Senators Challenge Basel’s 1,250% Bitcoin Risk Weight as CLARITY Act Moves to Senate Floor
Key Takeaways
- Six senators led by Cynthia Lummis wrote to the Fed, FDIC, and OCC challenging the Basel Committee’s 1,250% risk weight on Bitcoin, calling it a blanket penalty that functions as a de facto ban on banks holding digital assets.
- The Digital Asset Market Clarity Act was placed on the Senate legislative calendar, clearing the way for a floor vote after months of bipartisan committee support.
- JPMorgan CEO Jamie Dimon publicly opposed the CLARITY Act, arguing it lacks adequate stablecoin protections, AML safeguards, Bank Secrecy Act compliance, and legal protections for banks.
A group of U.S. senators led by Senate Banking Subcommittee on Digital Assets Chair Cynthia Lummis and Senator Dan Sullivan sent a letter to the country’s top banking regulators calling for changes to international capital standards they say unfairly penalize banks that hold Bitcoin and other digital assets. The letter was sent as a separate but related development unfolded on Capitol Hill: the Digital Asset Market Clarity Act was placed on the Senate legislative calendar, positioning the bill for a floor vote after months of bipartisan negotiations.
Six Senators Wrote to the Fed, FDIC, and OCC to Challenge the Basel Committee’s 1,250% Risk Weight on Digital Assets
The letter was addressed to Federal Reserve Vice Chair for Supervision Miki Bowman, FDIC Chairman Travis Hill, and Comptroller of the Currency Jonathan Gould. In addition to Lummis and Sullivan, the signatories include Senators Bill Hagerty, Bernie Moreno, Ted Budd, and Jon Husted.
The lawmakers directed their criticism at the Basel Committee on Bank Supervision’s 2022 framework, which assigned a 1,250% risk weight to on-balance sheet holdings of digital assets such as Bitcoin, the highest punitive classification available within the capital framework, according to the senators, who wrote:
“The Basel Committee on Bank Supervision published prudential capital standards for the on-balance sheet treatment of digital assets like bitcoin in 2022 and assigned a 1,250% risk weight, the most punitive classification in the capital framework.”
The senators added that the framework “appears to be a blanket penalty assigned by asset category as a de facto ban on banks holding this asset class.” The senators also argued that digital assets are being treated more harshly than comparable financial products and called on the regulators to adopt a more consistent approach to bank capital requirements for crypto holdings.

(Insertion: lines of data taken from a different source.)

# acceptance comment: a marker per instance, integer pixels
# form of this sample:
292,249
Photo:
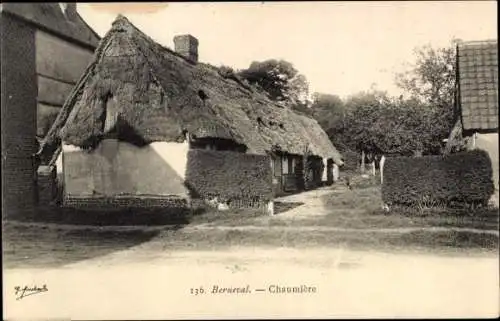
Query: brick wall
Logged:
18,117
117,202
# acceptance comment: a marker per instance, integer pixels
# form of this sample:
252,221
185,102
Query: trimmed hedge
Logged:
232,177
463,178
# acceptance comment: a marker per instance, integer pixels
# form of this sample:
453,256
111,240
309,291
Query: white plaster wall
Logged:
324,177
119,168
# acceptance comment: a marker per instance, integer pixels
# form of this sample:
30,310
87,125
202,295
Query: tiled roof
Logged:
50,16
478,85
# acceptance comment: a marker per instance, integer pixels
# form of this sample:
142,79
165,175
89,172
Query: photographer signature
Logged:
22,292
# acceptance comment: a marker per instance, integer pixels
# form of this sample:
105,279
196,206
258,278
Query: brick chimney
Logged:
187,46
69,9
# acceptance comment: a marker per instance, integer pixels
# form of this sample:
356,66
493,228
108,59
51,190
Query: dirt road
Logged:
347,284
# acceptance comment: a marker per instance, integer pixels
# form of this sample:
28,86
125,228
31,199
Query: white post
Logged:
382,161
270,208
335,172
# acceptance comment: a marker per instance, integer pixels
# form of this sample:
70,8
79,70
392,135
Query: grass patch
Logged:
362,208
421,241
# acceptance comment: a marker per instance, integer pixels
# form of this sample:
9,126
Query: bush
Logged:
457,179
239,179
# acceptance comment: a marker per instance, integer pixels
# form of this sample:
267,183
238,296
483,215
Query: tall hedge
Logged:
464,177
230,176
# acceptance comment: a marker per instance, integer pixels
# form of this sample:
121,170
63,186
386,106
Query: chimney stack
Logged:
69,9
187,46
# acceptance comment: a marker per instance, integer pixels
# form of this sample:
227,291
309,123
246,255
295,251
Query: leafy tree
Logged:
329,111
279,79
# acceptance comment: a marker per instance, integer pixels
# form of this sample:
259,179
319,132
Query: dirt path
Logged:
206,227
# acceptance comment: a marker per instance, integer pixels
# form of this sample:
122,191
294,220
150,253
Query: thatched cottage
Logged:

CLARITY Act Placed on Senate Legislative Calendar After Bipartisan Committee Support
The senators’ letter arrives as Congress continues work on the Digital Asset Market Clarity Act, a bill that would establish a federal regulatory framework for digital assets, including a defined division of oversight responsibilities between the Securities and Exchange Commission and the Commodity Futures Trading Commission.
The bill reached a procedural milestone after the Senate placed it on its legislative calendar, a step that clears the way for a floor vote following months of bipartisan committee support. Senator Lummis said in a statement:
“The Clarity Act doesn’t pick winners. It creates a level field where the best ideas win. That’s how America is supposed to work.”
JPMorgan CEO Jamie Dimon Says CLARITY Act Lacks Stablecoin and Anti-Money Laundering Safeguards
The bill’s advancement has not been without opposition. JPMorgan Chase CEO Jamie Dimon voiced strong criticism during an appearance on Fox Business, arguing that the Clarity Act lacks sufficient safeguards for the broader financial system.
Dimon said the bill allows cryptocurrency firms to effectively pay interest on deposits without adequate protections, and raised concerns about anti-money laundering requirements and Bank Secrecy Act compliance under the bill as currently drafted.
“It allows cryptocurrency firms to effectively pay interest on deposits, stablecoins, or something like that, without the protection that they should have,” Dimon said.
He also warned that the bill contains inadequate legal protections for banks. “It has almost no legal protections, so the banks will not accept it that way,” he stated.